SOME junior minors operating in South Africa have been forced to close their mines as the double whammy of woes by state-owned Transnet and Eskom has hit profit and led to insurmountable logistics challenges.
The Minerals Council hosted a webinar on Friday where industry players discussed the experiences that junior minors have had due to load shedding and Transnet’s lack of locomotives.
Letisha van den Berg, a representative of Aggregate and Sand Producers Association of Southern Africa, said some association members had small mines and most could not afford generators to run their operations. This had led to some closing shop.
Van den Berg said, “What the guys are doing is looking at the frequency, only producing on demand. They do their major maintenance during load shedding instead of the December periods.
“They have engaged with the DMRE (Department of Mineral Resources and Energy) and with Eskom to see how we can assist in energy generation. Some of our smaller mines have solar projects,.”
Van den Berg called for collaboration with other entities to form partnerships to find solutions in solar to contribute to generation as this can positively impact the mines and communities and reduce demand on the grid.
South African Diamond Producers Organisation (Sadpo) representative Lyndon de Meillon said most Sadpo member's profit margins were small, between 5% and 7%.
De Meillon said that in the past many of the members had started to move over to Eskom and away from diesel because diesel was about 40% of their cost per month.
“If your electricity comes from Eskom, you save about 5% of your total monthly costs. Now Eskom has become not being reliable with load shedding.
“We had to start looking at running on generators from time to time. Now, that's not a simple calculation in terms of what the cost implications are of diesel. Our members are running quite large plants. You can’t just stop a plant and start it up on a generator. There’s a process involved. And we’ve calculated that it costs us and takes about an hour a shift to switch over from Eskom to a generator. So that's an added cost,” De Meillon said.
He said Sadpo members were also running sophisticated machinery, such as X-ray machines and scanners, which were being damaged by the worsening quality of power dispatched by Eskom.
“All these factors have now led to our members seeing an increase of about 10% in monthly costs instead of the 5% savings they had achieved before by relying on Eskom power,” De Meillon said.
Coal producer Vuna Group representative Crause Mabudafhasi said the miner was forced to close the underground operation it had started due to the unreliable energy supply from Eskom.
“Additionally, our external coal washing service provider was also impacted by load shedding, which was starting to affect our production,” he said.
Meanwhile, on bulk logistics, Van den Berg said cement producers struggled to move their products in bulk to ready-mix production sites, with some waiting up to three months to move product by rail.

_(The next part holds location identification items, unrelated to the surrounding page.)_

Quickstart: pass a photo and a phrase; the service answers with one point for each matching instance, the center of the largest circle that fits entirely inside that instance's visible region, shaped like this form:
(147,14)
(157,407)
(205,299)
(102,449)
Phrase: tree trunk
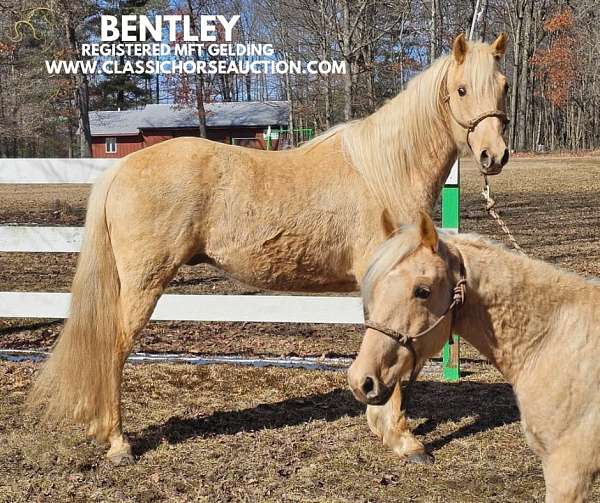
(348,85)
(80,94)
(482,20)
(514,96)
(523,79)
(433,31)
(199,83)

She said this had led to cement producers using trucks to transport products on roads, which added costs and led to road deterioration.

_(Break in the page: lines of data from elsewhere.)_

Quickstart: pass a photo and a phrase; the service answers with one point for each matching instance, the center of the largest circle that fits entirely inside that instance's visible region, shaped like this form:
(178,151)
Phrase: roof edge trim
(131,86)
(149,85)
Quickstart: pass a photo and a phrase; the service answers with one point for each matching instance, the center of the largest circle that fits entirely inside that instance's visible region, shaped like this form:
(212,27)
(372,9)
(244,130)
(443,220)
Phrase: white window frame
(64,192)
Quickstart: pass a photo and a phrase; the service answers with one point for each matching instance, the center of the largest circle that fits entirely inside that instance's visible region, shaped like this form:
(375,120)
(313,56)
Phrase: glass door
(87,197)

“This is why much of South Africa's cement is currently imported, as the price of cement relates to energy and logistics. Road transport is a big challenge for our members, and we do not have a solution,” she said.
Mabudafhasi said Vuna used to get an average of about six trains a month. By the end of 2022, the group was getting an average of one to two trains a month.
“We had to resort to road transportation to close the gap left by Transnet's lack of service,” he said.
Chrom Tech CEO Jono Gay said there needed to be collective solutions and public-private partnerships because many companies would not be able to overcome the challenges alone.
“While there remains some resistance in government and state-owned organisations to the general privatisation that the private sector wants, the reality is that the issue is beyond the control of the Transnet executives,“ he said.